At the same time, this underlines the significance of the absence of state commemorations from some contemporary Anglican liturgies.  The Church of Ireland BCP 2004, for example, omits the Accession Day provision contained in BCP 1926.  Abandoning the state commemorations - whether out of progressive embarrassment or a Hauerwas-like rejection of Christendom - contributes to the secular city's rejection of the petition 'thy kingdom come'. 

It represents a narrowing of the redemptive vision, a decarlation that those "forms of association, belonging, and common projects" that are the nation and polity are somehow excluded from "the dispensation of the fulness of times [when God the Father] might gather together in one all things in Christ, both which are in heaven, and which are on earth" (Ephesians 1:10).
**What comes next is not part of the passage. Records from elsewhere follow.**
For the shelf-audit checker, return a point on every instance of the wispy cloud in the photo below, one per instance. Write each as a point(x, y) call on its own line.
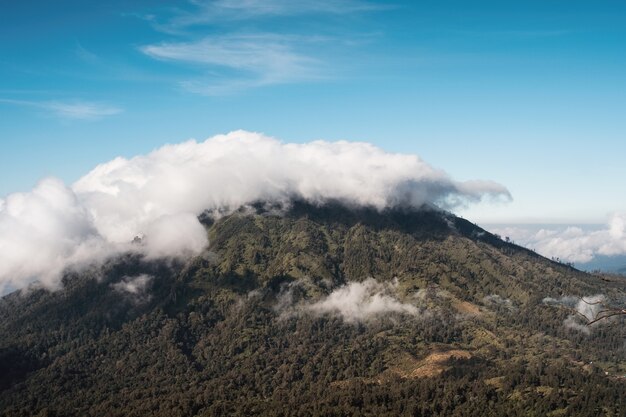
point(233, 58)
point(213, 12)
point(75, 110)
point(236, 62)
point(572, 244)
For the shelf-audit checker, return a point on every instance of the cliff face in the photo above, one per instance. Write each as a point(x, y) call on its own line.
point(317, 311)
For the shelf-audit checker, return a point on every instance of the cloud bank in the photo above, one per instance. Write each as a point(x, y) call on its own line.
point(573, 244)
point(157, 197)
point(587, 309)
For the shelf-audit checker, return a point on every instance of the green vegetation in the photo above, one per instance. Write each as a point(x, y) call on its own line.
point(214, 336)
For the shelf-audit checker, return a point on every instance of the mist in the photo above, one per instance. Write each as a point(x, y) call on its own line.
point(158, 197)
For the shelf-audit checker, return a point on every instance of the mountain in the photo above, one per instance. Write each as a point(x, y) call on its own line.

It also militates against rightly ordering the life of the earthly city after the pattern of de civitate Dei, a failure to set before nation and polity a vision of flourishing shaped by"truth and justice, holiness and righteousness, peace and charity" (from the prayer 'Almighty God, who rulest over all the kingdoms of the world' in the Accession Day service).

The liturgical commemoration of Accession Day, then, is no ecclesial equivalent of historical role-play.  In an age in which the political, economic, and cultural exhaustion of the liberal order is very evident, in which the common life of many polities is characterised by "enmities, strife, jealousy, anger, quarrels, dissensions, factions, envy", the Prayer Book provision for Accession Day sets before us the hope of the redemption of the polity, of the nation.  This is the hope that our common life therein - rather than being damned to the emptiness of secular existence - is called to be rightly ordered towards de civitate Dei, sharing in the life of God.